Weakly-Supervised Emotion Transition Learning for Diverse 3D Co-speech Gesture Generation

Generating vivid and emotional 3D co-speech gestures is crucial for virtual avatar animation in human-machine interaction applications. While the existing methods enable generating the gestures to follow a single emotion label, they overlook that long gesture sequence modeling with emotion transition is more practical in real scenes. In addition, the lack of large-scale available datasets with emotional transition speech and corresponding 3D human gestures also limits the addressing of this task. To fulfill this goal, we first incorporate the ChatGPT-4 and an audio inpainting approach to construct the high-fidelity emotion transition human speeches. Considering obtaining the realistic 3D pose annotations corresponding to the dynamically inpainted emotion transition audio is extremely difficult, we propose a novel weakly supervised training strategy to encourage authority gesture transitions. Specifically, to enhance the coordination of transition gestures w.r.t different emotional ones, we model the temporal association representation between two different emotional gesture sequences as style guidance and infuse it into the transition generation. We further devise an emotion mixture mechanism that provides weak supervision based on a learnable mixed emotion label for transition gestures. Last, we present a keyframe sampler to supply effective initial posture cues in long sequences, enabling us to generate diverse gestures. Extensive experiments demonstrate that our method outperforms the state-of-the-art models constructed by adapting single emotion-conditioned counterparts on our newly defined emotion transition task and datasets.
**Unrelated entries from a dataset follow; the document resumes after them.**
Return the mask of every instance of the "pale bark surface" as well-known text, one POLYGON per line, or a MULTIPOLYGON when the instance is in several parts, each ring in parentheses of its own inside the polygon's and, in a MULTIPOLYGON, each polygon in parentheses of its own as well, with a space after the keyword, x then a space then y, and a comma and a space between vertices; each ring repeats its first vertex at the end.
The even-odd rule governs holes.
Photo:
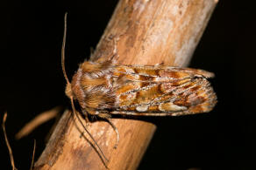
MULTIPOLYGON (((114 58, 118 65, 186 66, 217 2, 120 0, 91 59, 111 58, 117 44, 114 58)), ((139 119, 111 121, 120 133, 117 149, 116 133, 108 123, 92 123, 88 130, 110 160, 110 169, 136 169, 156 126, 139 119)), ((81 132, 81 125, 66 112, 34 169, 106 169, 81 132)))

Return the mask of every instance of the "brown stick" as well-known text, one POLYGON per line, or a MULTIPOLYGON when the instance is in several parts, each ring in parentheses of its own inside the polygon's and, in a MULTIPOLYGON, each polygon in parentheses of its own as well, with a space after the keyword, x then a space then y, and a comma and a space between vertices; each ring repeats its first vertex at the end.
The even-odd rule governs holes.
MULTIPOLYGON (((111 58, 117 44, 117 64, 185 66, 217 2, 120 0, 91 60, 111 58)), ((81 138, 81 125, 70 118, 69 112, 63 114, 34 169, 106 169, 91 140, 81 138)), ((120 133, 116 150, 116 133, 108 123, 92 123, 88 130, 110 160, 110 169, 136 169, 155 126, 125 119, 112 123, 120 133)))

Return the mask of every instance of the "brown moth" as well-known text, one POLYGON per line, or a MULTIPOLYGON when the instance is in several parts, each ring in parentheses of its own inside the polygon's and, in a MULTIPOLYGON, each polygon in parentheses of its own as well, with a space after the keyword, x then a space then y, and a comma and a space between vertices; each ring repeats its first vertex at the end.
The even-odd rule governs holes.
POLYGON ((165 65, 80 65, 66 93, 82 112, 106 119, 112 114, 177 116, 208 112, 217 97, 203 70, 165 65))
MULTIPOLYGON (((108 119, 114 114, 178 116, 208 112, 215 106, 217 96, 207 80, 214 74, 203 70, 86 61, 80 65, 70 83, 64 65, 67 13, 64 28, 61 65, 68 83, 66 94, 71 100, 74 115, 83 126, 76 113, 75 99, 86 119, 91 115, 108 120, 117 133, 115 147, 119 141, 119 133, 108 119)), ((92 135, 83 127, 107 160, 92 135)))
翻译：生成生动且富有情感的三维共语手势在人机交互应用中的虚拟角色动画中至关重要。现有方法虽然能够生成遵循单一情感标签的手势，但忽略了实际场景中更实用的长序列手势建模与情感过渡。此外，缺乏具备情感过渡语音及对应三维人体手势的大规模可用数据集，也限制了该任务的解决。为实现这一目标，我们首先整合ChatGPT-4与音频修复方法，构建高保真情感过渡人类语音。考虑到获取与动态修复的情感过渡音频对应的真实三维姿态标注极为困难，我们提出一种新颖的弱监督训练策略，以鼓励权威性手势过渡。具体而言，为增强过渡手势与不同情感手势之间的协调性，我们将两种不同情感手势序列间的时间关联表示建模为风格引导，并注入过渡生成过程。我们进一步设计情感混合机制，基于可学习的混合情感标签为过渡手势提供弱监督。最后，我们提出关键帧采样器，为长序列提供有效的初始姿态线索，从而生成多样化手势。大量实验表明，在我们新定义的情感过渡任务及数据集上，本方法优于通过适配单情感条件模型构建的最新方法。